SS-Siggi wollte Rathaus erstürmen
Neuer Dortmunder Ratsherr kam mit Hooligan-Freunden
Dauerhaft werden sie ihm den Zugang zum Dortmunder Rathaus nicht verwehren können. Denn er ist jetzt Ratsherr: Siegfried Borchardt, bekannt unter dem Kampfnamen »SS-Siggi«, dutzendfach vorbestrafter Gewaltnazi, BVB-Hooligan mit Stadionverbot, Kultfigur der braunen Kameradschaftsszene, wo der Teilzeitveteran trotz Alkoholproblemen umjubelt zu werden pflegt. 2101 Dortmunder wählten am Sonntag Borchardts rechts von der NPD stehende Partei »Die Rechte« in den Rat ihrer Stadt. Davon profitiert der 60-jährige Spitzenkandidat.
Noch am Wahlabend kam es zu Randale, als Borchardt nebst zwei Dutzend Kameraden Einlass zur Wahlparty begehrte; mehrheitlich waren sie in den Farben von Borussia Dortmund gewandet, jenem Fußballverein, der sich intensiv von solchen »Fans« distanziert und Borchardt im Wahlkampf den Slogan »Von der Südtribüne ins Rathaus« gerichtlich untersagen ließ.

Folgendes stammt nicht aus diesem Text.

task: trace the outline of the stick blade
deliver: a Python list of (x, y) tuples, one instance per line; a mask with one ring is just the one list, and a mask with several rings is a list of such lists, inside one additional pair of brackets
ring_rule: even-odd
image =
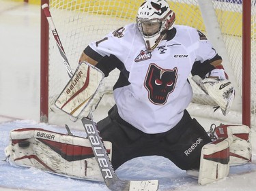
[(129, 191), (156, 191), (158, 180), (130, 181)]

»Zehn Verletzte bei Neonazi-Sturm auf Dortmunder Rathaus«, titelte die Lokalpresse am Montag. Die Polizei ermittelt gegen 28 Beschuldigte, davon 22 Rechte, unter ihnen auch »SS-Siggi« Borchardt und Dennis Giemsch (Listenplatz 2). Die Vorwürfe reichen von Beleidigung über Volksverhetzung bis Körperverletzung. Laut Stefan Michaelis, Sprecher des Aktions-Bündnisses BlockaDo, hatten die Nazis versucht, »in SA-Manier das Rathaus zu stürmen«. Doch hätten sich ihnen »Mitglieder der verschiedensten Parteien und autonome AntifaschistInnen« erfolgreich in den Weg gestellt. Des neuen Ratsherrn Freunde sprühten den Berichten zufolge Pfefferspray und warfen Flaschen. Kritik kam an der Staatsmacht auf: Obwohl die Naziaktion angekündigt war, sei die Polizei allzu spät und dann allzu schwach gekommen.
Wenn sich am 18. Juni der Stadtrat konstituiert, ist mit antifaschistischen Protesten zu rechnen. »Es ist wichtig, zumindest symbolisch zu zeigen, dass wir mit dem Einzug Siegfried Borchardts in den Rat unzufrieden sind. Dafür ist die erste Ratssitzung natürlich ideal«, sagt BlockaDo-Sprecher Michaelis, der auch die Ratsleute zu Protesten aufruft.
Dem Dortmunder Kommunalparlament werden künftig auch NPD und AfD angehören. Auch in den anderen großen Ruhrgebietsstädten zogen Ultra-Rechte in die Stadträte ein, in Duisburg, wo seit Langem Konflikte um Armutszuwanderer aus Südosteuropa toben, vier »Pro«-Bewegungs-Populisten und ein NPD-Nazi.